Lady Elizabeth Eastlake (Elizabeth Rigby)
[Writer and photographer, b. 1809, London, d. 1893, London.]

 Where ten self-styled artists eked out a precarious living by painting inferior miniatures, ten times that number now earn their bread by supplying photographic portraits. (1857) 

Mark Getty
[Oil fortune heir, photo stock entrepreneur, b. 1960, Rome, lives in Buckinghamshire, Tuscany, and London.]

 Intellectual property is the oil of the twenty-first century. 

Wright Morris
[Writer and photographer, b. 1910, Central City, Nebraska, d. 1998, Mill Valley, California.]

 What does it profit the photograph to be accepted as a work of art? Does this dubious elevation in market value enhance or diminish what is intrinsically photographic? There is little that is new in this practice but much that is alien to photography. The photographer, not the photograph, becomes the collectible. 

John Szarkowski
[Curator, critic, historian, and photographer, b. 1925, Ashland, Wisconsin, d. 2007, Pittsfield, Massachusetts.]

 The basic effect of modern mass media on photography has been to erode the creative independence and the accountability of the photographer who has worked for them. (1967) 

Susan Sontag
[Writer, theorist, and critic, b. 1933, New York, d. 2004, New York.]

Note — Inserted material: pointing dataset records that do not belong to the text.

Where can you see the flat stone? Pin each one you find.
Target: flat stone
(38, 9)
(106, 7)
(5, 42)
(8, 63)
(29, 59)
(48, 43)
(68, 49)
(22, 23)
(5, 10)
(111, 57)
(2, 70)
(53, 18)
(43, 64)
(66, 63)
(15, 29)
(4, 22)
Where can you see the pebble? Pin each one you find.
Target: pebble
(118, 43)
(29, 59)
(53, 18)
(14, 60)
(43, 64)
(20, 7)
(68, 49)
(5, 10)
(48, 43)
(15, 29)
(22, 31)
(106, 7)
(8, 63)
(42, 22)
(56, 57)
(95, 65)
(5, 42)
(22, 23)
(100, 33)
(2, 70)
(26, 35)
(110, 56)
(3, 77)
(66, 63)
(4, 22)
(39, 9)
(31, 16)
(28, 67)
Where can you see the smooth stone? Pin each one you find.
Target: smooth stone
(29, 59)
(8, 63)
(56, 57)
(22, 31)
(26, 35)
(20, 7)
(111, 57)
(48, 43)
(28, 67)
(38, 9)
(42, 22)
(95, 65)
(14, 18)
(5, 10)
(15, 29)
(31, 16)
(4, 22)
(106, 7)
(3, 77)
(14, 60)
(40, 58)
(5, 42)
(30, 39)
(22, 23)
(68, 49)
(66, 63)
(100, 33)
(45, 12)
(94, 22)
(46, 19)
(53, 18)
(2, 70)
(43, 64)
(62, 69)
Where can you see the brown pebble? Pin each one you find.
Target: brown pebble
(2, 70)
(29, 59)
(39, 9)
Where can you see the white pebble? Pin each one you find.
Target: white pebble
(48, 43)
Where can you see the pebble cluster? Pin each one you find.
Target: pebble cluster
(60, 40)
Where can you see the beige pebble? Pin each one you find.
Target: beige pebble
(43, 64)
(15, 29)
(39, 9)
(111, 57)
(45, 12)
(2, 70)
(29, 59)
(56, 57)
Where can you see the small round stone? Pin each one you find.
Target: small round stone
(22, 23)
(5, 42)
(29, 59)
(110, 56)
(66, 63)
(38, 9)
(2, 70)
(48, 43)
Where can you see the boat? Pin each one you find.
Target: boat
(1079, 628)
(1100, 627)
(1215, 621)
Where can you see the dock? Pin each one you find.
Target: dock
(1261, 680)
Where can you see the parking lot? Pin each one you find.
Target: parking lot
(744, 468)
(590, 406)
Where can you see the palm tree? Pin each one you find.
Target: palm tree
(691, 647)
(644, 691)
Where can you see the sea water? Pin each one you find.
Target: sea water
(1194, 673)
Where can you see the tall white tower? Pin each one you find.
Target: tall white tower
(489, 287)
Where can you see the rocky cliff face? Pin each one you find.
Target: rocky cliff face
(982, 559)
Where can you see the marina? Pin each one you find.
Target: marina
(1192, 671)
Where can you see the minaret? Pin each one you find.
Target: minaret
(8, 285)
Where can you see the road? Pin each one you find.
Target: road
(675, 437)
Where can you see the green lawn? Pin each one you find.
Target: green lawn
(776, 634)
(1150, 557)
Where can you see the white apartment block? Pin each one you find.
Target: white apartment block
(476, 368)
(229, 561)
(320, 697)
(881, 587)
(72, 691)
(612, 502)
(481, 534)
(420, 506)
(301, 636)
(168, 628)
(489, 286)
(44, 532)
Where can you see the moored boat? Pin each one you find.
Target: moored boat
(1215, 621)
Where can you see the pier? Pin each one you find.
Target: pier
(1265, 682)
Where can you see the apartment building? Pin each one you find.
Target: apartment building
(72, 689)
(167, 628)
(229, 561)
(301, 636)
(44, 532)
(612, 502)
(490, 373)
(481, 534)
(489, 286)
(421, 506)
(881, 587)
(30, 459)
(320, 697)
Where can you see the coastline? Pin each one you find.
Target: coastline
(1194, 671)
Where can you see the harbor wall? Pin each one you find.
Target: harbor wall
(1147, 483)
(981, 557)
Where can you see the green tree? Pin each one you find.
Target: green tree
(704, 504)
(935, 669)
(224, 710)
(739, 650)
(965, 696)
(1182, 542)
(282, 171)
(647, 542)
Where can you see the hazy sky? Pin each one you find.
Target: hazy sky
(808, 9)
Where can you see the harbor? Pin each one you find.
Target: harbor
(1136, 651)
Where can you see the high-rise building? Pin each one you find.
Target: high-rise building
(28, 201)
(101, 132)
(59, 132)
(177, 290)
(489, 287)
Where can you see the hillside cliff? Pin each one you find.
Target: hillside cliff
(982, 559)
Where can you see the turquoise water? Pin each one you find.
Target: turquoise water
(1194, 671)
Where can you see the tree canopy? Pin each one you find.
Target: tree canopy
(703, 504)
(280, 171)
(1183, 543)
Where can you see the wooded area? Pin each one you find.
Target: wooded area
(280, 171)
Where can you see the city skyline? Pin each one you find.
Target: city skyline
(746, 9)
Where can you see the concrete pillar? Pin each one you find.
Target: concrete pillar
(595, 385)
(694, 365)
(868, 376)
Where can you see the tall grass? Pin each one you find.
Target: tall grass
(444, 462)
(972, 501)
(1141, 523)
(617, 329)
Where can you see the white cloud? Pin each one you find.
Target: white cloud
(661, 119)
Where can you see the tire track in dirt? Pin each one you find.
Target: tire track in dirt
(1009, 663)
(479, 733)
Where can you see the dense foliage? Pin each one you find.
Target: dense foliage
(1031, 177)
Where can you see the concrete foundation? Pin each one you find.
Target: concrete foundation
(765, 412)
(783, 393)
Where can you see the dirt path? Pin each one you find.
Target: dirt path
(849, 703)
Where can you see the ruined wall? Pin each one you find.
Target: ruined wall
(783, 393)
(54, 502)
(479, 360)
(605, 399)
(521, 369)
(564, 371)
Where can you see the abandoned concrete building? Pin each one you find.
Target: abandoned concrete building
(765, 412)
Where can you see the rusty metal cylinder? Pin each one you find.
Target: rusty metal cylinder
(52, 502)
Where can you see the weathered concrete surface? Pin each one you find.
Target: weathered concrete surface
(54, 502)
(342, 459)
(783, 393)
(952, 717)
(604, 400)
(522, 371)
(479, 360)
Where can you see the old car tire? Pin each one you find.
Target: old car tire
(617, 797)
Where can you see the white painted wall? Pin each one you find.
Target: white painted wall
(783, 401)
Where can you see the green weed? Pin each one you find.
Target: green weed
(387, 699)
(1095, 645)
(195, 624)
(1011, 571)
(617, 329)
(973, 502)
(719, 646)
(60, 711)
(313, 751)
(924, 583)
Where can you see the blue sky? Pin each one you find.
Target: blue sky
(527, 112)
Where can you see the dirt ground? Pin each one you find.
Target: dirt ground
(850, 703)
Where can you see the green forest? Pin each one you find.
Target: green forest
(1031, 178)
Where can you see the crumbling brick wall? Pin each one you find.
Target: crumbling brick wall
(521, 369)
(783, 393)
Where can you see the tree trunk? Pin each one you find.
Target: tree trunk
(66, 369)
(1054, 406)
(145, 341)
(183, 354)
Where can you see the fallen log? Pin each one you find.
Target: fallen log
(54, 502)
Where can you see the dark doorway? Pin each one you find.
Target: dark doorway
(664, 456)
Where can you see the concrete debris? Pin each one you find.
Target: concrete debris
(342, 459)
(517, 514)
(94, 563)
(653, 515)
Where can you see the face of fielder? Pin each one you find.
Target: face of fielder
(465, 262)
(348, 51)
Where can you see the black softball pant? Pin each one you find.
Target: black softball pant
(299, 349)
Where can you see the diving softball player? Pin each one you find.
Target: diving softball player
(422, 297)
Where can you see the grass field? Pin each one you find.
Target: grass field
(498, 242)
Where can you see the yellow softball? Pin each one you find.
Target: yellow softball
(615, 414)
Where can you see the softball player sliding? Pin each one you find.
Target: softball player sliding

 Needing to have reality confirmed and experience enhanced by photographs is an aesthetic consumerism to which everyone is now addicted. Industrial societies turn their citizens into image-junkies; it is the most irresistible form of mental pollution. 

David Wojnarowicz
[Artist and activist, b. 1954, Redbank, New Jersey, d. 1990, New York.]

 No one can really explain in a rational way what makes a good photograph or a bad photograph... This is why the art world will not throw billions of dollars at photography the way it has at painting; and that is what makes it an exciting medium.